Former CEO of Sybase, John Chen, was handed the reins of BlackBerry on Monday as former BlackBerry CEO, Thorsten Heins, bowed out. Where the traditional hardware company will steer next will be up to Chen, a widely respected and successful executive, historically focused on software.
"Changing out CEOs, I think it makes some sense," Gartner analyst Ken Dulaney told CRN. "John Chen is a bit puzzling because he's not a hardware guy. That may mean they are going to focus on making BlackBerry a software company."
Chen became COO of Sybase in 1997 before becoming CEO just one year later. At the time, Sybase was floundering as an enterprise database business, attempting to compete with Oracle and similar database software companies. Under Chen's leadership, the company integrated mobility and business analytics software into its lineup and continued to experience growth.
In July of 2010, Sybase was sold for $5.8 billion to SAP with Chen stepping down from his Sybase post shortly after.
Other ventures seen on Chen's resume, according to a BlackBerry statement, include executive positions at a variety of computing and technology companies, including Siemens AG, Pyramid Technology and Burroughs. Currently, Chen serves as director of Wells Fargo and Co. and The Walt Disney Company.
President and primary analyst at J. Gold Associates Jack Gold said Chen's software background is not enough to forecast the direction he will take BlackBerry.
"He is a manager first and foremost," Gold said. Gold added BlackBerry is truly three separate businesses: hardware, services and a social business with its messenger service, BBM.
"[Chen] is an executive that can focus on all three of them," Gold said.
NEXT: The Uphill Road Ahead
"Another option is, maybe [BlackBerry] brought him in because they think he can break the company up and sell it," said Dulaney.
Selling BlackBerry in pieces has been an option the company had been exploring since August when the first offer from Fairfax Financial was put on the table to take the company private for $4.7 billion. Though hardware and software giants such as Cisco, Google, SAP and Lenovo were all rumored buyers of BlackBerry, or portions of it, none came to fruition.
Though splitting and selling the company may always be on the table, Dulaney said investors must have been promised something for the $1 billion investment through convertible debt financing.

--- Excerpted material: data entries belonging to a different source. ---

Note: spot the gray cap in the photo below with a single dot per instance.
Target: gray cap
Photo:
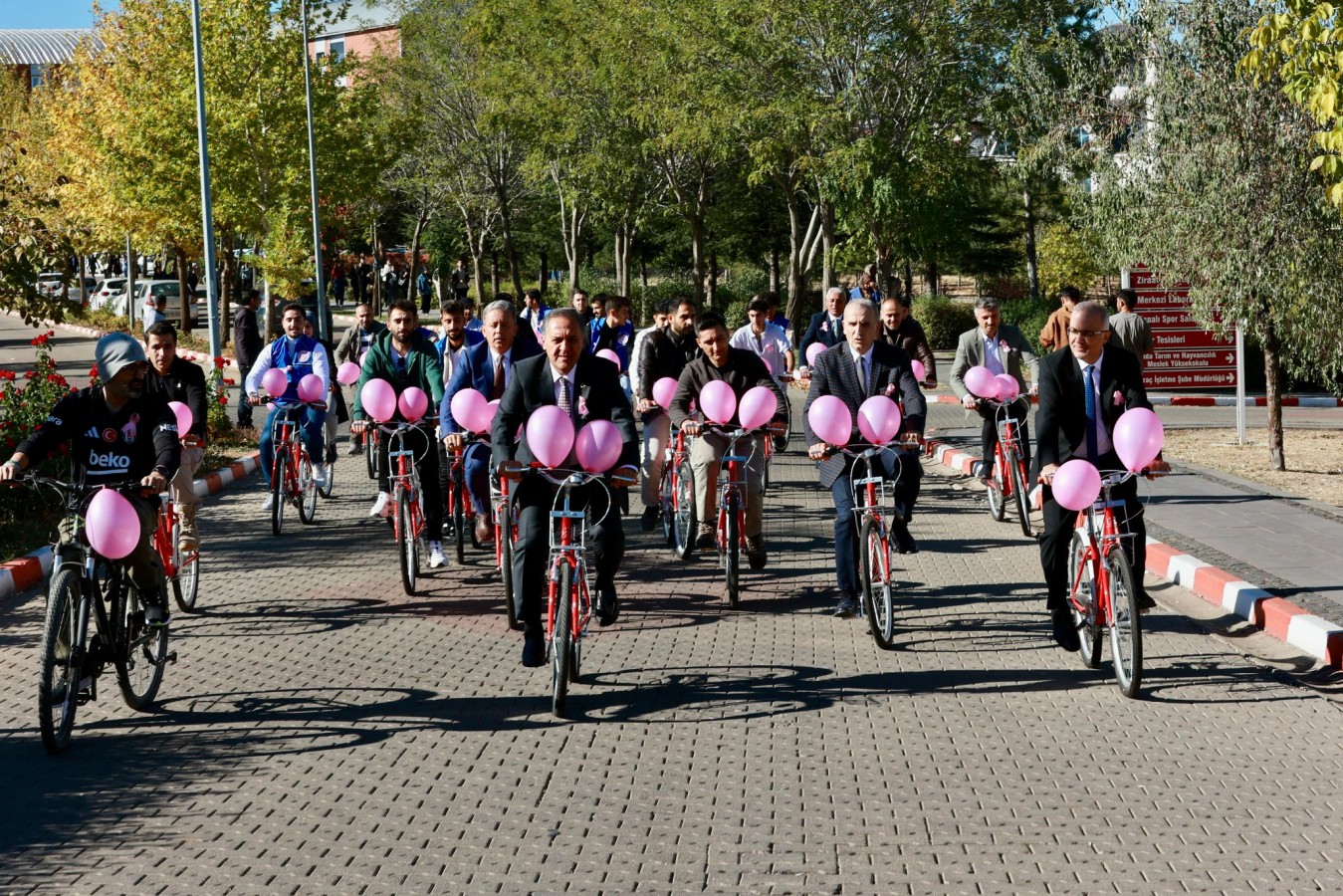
(115, 350)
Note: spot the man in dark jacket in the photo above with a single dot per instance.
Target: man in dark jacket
(664, 353)
(743, 371)
(176, 379)
(404, 357)
(246, 348)
(587, 387)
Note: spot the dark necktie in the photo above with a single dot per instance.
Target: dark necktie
(1091, 415)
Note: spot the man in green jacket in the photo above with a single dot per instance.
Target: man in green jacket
(404, 357)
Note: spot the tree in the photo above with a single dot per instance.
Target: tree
(1216, 189)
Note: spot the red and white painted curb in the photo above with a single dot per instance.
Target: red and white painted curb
(200, 357)
(27, 571)
(1200, 400)
(1282, 619)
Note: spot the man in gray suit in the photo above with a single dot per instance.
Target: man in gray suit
(853, 371)
(1003, 349)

Chen is expected to serve as BlackBerry's CEO on an interim basis, but his influence extends as he also has accepted the title of chairman of BlackBerry's board of directors.

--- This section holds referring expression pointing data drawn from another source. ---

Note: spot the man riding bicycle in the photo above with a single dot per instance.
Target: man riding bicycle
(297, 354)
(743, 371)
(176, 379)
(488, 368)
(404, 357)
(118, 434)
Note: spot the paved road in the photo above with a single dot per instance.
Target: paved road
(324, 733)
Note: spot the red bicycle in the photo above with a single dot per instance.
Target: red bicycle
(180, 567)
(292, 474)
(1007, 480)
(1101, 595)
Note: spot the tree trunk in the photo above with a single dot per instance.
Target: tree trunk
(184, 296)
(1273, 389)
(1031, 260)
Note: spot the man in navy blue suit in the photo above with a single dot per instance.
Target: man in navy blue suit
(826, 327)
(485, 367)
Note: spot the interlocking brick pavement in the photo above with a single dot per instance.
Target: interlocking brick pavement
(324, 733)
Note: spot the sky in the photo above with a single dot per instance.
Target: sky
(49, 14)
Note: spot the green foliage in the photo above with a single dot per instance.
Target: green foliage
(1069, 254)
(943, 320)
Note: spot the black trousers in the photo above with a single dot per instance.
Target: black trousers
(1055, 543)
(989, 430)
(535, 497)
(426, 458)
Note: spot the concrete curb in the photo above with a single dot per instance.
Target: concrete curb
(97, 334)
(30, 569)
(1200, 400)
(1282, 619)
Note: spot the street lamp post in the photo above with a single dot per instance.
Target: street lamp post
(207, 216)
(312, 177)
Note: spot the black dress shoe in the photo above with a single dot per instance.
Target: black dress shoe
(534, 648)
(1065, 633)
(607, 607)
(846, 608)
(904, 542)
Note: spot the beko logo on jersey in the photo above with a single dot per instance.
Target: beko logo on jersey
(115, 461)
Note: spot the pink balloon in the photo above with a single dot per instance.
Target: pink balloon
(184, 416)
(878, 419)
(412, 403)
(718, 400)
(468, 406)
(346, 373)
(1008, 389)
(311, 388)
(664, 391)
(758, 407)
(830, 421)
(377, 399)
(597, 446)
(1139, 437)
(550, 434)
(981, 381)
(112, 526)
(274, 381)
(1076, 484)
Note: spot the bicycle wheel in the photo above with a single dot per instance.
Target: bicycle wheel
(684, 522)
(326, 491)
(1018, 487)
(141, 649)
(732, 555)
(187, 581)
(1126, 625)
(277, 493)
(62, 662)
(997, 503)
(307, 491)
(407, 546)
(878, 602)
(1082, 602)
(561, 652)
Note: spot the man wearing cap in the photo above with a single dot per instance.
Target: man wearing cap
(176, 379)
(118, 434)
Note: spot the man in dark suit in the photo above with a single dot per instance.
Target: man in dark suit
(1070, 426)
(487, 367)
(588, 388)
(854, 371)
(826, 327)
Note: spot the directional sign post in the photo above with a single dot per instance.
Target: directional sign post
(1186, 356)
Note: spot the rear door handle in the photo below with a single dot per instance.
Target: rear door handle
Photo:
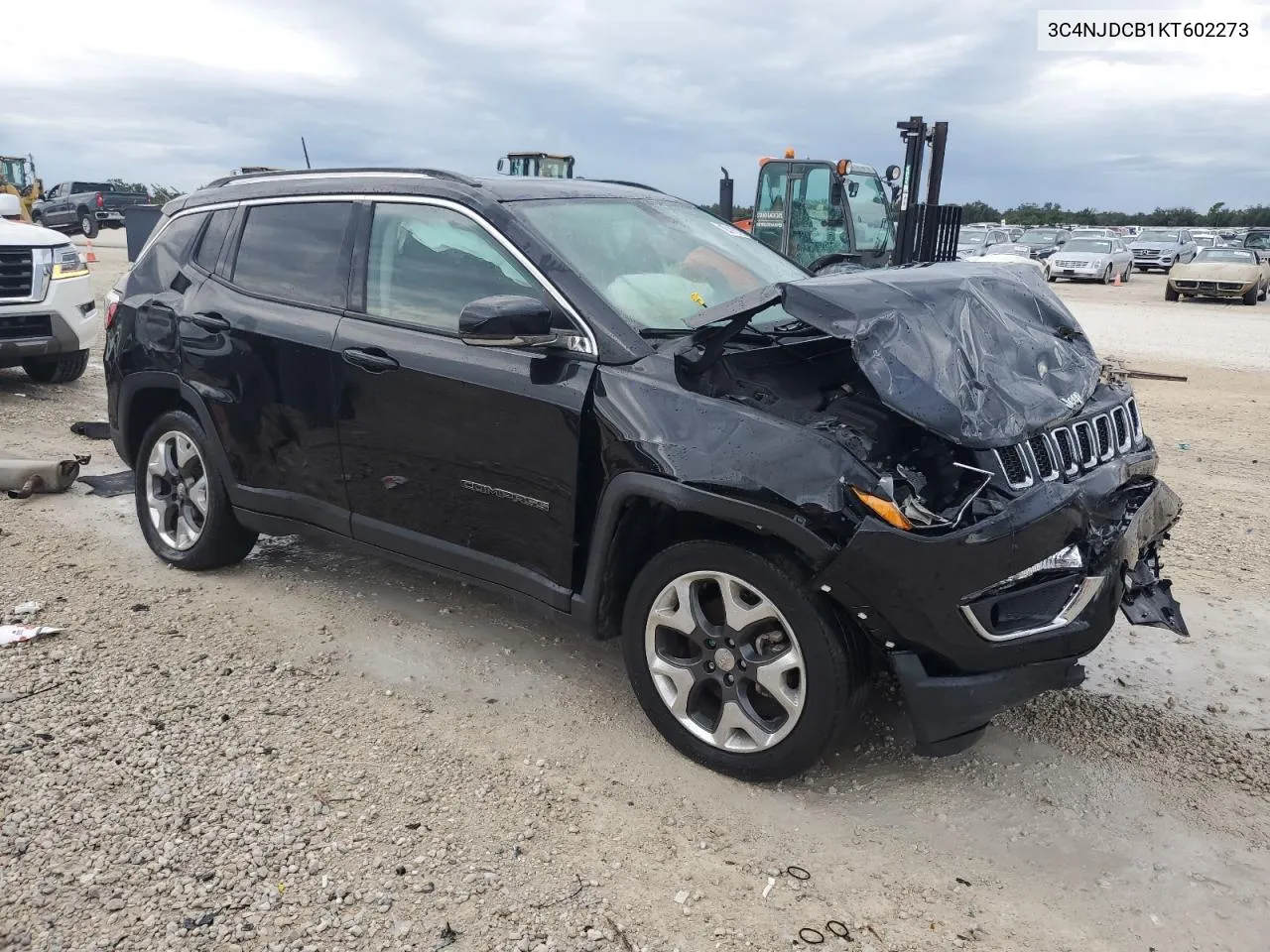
(208, 321)
(371, 359)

In a statement, Chen recognized the challenge set in front of him: "I am pleased to join a company with as much potential as BlackBerry. BlackBerry is an iconic brand with enormous potential -- but it's going to take time, discipline and tough decisions to reclaim our success. I look forward to leading BlackBerry in its turnaround and business model transformation for the benefit of all of its constituencies, including its customers, shareholders and employees."
"Any time you start losing customers, and [BlackBerry] has lost a lot of device users, it's really hard to get them back," Gold said. "He has an uphill road to climb at BlackBerry."

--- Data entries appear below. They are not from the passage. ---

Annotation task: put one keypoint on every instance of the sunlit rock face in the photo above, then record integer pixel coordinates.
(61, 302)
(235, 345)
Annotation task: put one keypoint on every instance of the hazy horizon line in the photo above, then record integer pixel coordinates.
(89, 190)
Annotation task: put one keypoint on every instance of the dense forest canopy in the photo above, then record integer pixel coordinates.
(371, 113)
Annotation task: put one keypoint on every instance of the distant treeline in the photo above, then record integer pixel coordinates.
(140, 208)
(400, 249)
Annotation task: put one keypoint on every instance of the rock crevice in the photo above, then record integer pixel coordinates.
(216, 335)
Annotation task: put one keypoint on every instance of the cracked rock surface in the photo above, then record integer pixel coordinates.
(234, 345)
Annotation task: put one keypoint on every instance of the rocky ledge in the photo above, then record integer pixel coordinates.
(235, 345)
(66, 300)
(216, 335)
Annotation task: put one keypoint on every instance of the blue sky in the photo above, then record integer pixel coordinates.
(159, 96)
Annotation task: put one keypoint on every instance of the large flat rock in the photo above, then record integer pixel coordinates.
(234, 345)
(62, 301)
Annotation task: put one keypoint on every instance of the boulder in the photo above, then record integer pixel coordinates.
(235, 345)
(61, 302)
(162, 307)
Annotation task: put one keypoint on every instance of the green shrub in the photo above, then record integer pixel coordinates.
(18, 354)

Rick Jordan, director of Sales and Strategic Alliances at Tenet Computer Group, a Toronto-based solution provider and BlackBerry partner, has pulled for BlackBerry's turnaround since it began slipping. He said BlackBerry is an example of a company with plenty to offer, but it lacks the necessary leadership to efficiently get its products to market.
"Apple at one point was on the verge of going bankrupt, and Steve Jobs came in and had a vision," Jordan said. "I think what it comes down to is you have to have someone with a vision."
As a partner, Jordan believes the company needs to be focusing on pushing the entire ecosystem, not just promoting hardware.
"It's not so much about getting people to get the devices, but it's about going beyond devices," Jordan said. Jordan added the BES platform is one example of a stellar product being adopted too slowly due to the company’s inability to effectively bring it to market.
"It's exciting times at BlackBerry," Jordan said. "At the end of the day, I hope they can weather the storm."